Picnics to remember
Harking back to my last letter about the disastrous shearers’ picnic lunch, do you do picnics in Auckland or has cafe society corrupted you? It is so easy, even in the country, to be corrupted by the convenient roadside coffee house. Gone are the days when I packed a picnic lunch for a long road journey. How much easier it is to stop at a country cafe and buy lunch.
I have even succumbed to the cafeteria at the ski field, but only on snowy days when it’s cosy to sit in the fuggy warmth munching a “bad for you” lunch – mince and cheese pie washed down with a Coke. Sunny ski days are different.
I drag out the old picnic hamper and pack a scrummy lunch, flasks of coffee and tea and a cold beer or two in the cool bag. I pack folding chairs and we sit at the back of the car and share lunch with friends.
On August 25 I always pack a very special ski lunch; it is Kit’s birthday. In the year of his death at Cave Creek we didn’t know how to cope with the day so we fled to the mountains. As we were leaving, a friend presented us with a box. “Just a little something to help you through the day,” she said. We opened the box at lunchtime and packed inside were the ingredients for a perfect picnic, along with a bottle of wine, flowers and a note. “Thinking of you. Love, your friends.” It was a thoughtful gift. It suggested that we could celebrate Kit’s birthday as well as grieve for his passing.
If it is sunny on the 25th we will carry our picnic to the top of the Porters ski field, take off our skis and walk to a sheltered spot overlooking a glacial lake glittering ice-cold on the valley floor. We will sit in the sun, unpack the picnic delicacies, open the champagne and celebrate Kit’s short, special life.
Yes, we do picnics in Auckland and we will, when we next have a picnic, think of Kit and celebrate his life. But it won’t be with champagne. More likely it will be drinking out of a beer bottle for some and out of a Tommee Tippee mug for others.
Our picnics aren’t on mountain tops.

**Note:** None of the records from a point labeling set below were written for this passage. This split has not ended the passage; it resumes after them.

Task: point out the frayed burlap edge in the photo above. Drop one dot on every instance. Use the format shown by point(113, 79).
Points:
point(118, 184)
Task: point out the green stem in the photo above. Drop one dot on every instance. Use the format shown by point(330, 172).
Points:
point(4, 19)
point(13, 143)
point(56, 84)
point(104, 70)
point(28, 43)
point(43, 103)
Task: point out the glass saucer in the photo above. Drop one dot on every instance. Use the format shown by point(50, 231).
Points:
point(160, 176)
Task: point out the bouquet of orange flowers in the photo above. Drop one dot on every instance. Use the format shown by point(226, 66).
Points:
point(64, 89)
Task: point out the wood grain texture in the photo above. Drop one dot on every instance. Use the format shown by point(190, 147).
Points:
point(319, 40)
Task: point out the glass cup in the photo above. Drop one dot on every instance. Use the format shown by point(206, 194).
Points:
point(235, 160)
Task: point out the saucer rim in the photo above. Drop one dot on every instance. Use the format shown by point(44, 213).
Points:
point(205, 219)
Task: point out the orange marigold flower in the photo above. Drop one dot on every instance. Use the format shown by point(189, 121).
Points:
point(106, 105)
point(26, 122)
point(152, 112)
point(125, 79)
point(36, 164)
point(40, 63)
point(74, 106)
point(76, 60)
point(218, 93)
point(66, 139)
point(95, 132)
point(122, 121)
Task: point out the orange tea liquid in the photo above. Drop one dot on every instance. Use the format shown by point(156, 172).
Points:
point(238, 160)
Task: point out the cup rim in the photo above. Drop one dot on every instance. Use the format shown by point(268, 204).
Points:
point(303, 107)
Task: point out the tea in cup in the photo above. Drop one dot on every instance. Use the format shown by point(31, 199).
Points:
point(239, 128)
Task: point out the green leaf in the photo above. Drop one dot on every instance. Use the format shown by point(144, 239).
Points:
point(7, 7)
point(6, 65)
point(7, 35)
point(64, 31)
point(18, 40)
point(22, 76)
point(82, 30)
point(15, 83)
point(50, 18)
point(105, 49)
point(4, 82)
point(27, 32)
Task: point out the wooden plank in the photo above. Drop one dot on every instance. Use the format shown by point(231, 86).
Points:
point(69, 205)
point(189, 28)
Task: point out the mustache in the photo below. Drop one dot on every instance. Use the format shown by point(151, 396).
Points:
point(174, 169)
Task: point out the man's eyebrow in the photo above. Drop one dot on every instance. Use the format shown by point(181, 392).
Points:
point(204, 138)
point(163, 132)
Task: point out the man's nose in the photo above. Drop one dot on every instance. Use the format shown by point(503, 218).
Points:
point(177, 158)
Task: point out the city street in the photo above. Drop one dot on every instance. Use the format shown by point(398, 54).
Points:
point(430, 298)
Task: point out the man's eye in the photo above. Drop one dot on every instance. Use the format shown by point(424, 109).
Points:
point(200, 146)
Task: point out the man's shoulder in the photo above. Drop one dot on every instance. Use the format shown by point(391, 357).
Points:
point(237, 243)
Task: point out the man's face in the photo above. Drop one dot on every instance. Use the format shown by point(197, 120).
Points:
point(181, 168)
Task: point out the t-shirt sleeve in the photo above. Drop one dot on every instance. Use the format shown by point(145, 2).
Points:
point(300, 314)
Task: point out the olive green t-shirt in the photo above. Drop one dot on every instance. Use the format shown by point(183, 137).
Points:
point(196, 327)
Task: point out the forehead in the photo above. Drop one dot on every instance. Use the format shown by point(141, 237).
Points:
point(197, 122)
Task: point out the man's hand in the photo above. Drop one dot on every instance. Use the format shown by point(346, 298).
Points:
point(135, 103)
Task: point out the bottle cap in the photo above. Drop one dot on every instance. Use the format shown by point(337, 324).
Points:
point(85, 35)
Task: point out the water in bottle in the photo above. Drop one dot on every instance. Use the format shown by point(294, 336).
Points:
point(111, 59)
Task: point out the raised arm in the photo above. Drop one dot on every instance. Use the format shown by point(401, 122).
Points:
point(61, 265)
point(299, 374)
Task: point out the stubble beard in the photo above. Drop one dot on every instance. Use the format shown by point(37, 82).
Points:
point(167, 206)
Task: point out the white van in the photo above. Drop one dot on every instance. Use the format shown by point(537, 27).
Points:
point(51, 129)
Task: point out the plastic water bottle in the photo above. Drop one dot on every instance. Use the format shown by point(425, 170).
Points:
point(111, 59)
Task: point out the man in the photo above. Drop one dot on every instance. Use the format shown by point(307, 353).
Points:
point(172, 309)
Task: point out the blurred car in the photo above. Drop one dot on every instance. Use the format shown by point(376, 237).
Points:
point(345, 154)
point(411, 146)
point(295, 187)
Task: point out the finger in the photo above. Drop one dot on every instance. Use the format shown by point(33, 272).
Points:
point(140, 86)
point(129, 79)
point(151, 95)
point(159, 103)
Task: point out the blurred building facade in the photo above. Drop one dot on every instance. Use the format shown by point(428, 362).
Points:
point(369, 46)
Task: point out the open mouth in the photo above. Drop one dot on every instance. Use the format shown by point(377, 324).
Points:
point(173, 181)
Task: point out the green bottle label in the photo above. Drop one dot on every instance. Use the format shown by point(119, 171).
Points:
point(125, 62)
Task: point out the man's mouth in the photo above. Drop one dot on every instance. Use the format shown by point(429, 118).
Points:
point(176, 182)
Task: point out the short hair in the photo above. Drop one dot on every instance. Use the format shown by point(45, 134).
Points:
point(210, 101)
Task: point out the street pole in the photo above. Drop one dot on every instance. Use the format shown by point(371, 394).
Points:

They’re usually beside the sea and we don’t feed just family members. We feed the entire avian population of the Waitemata. Our food is usually sandwiches – my daughter-in-law specialises in creative sandwiches – fruit, maybe even tiny packets of raisins and a yoghurt. Gone are the days when I used to make elaborate picnics with little pastries and summer pudding.
I’ve always liked picnics. When I was a child my mother made bacon and egg pies for picnics. Now, on Sundays, we often take crackers and cheese and olives on our exploratory walks in parks and reserves in our new city. We always have a New Year’s picnic, with ball games, swims, ham off the bone, warm tomatoes and soft bread and end by lazing with magazines while picking delicious chocolates out of a box.
The hardest thing about leaving Wellington was breaking the 24-year tradition of Sunday walks with Jane. That’s a lot of walks! For the last one we took the best deli olives and cheeses, wine and a thermos of coffee. I made a fruit cake and my backpack included glasses and linen napkins. Unfortunately it rained – well, poured – and we huddled on a bench under a macrocarpa, eating and drinking regardless.
A passing runner was so astonished at the sight that he slipped on the muddy track. We offered wine but he refused.
Picnics are good for commemoration and celebration. There’s no rush. You can take the whole afternoon. And on your winter picnic you will be able to watch the sun set over the mountains. I will think of you on that day.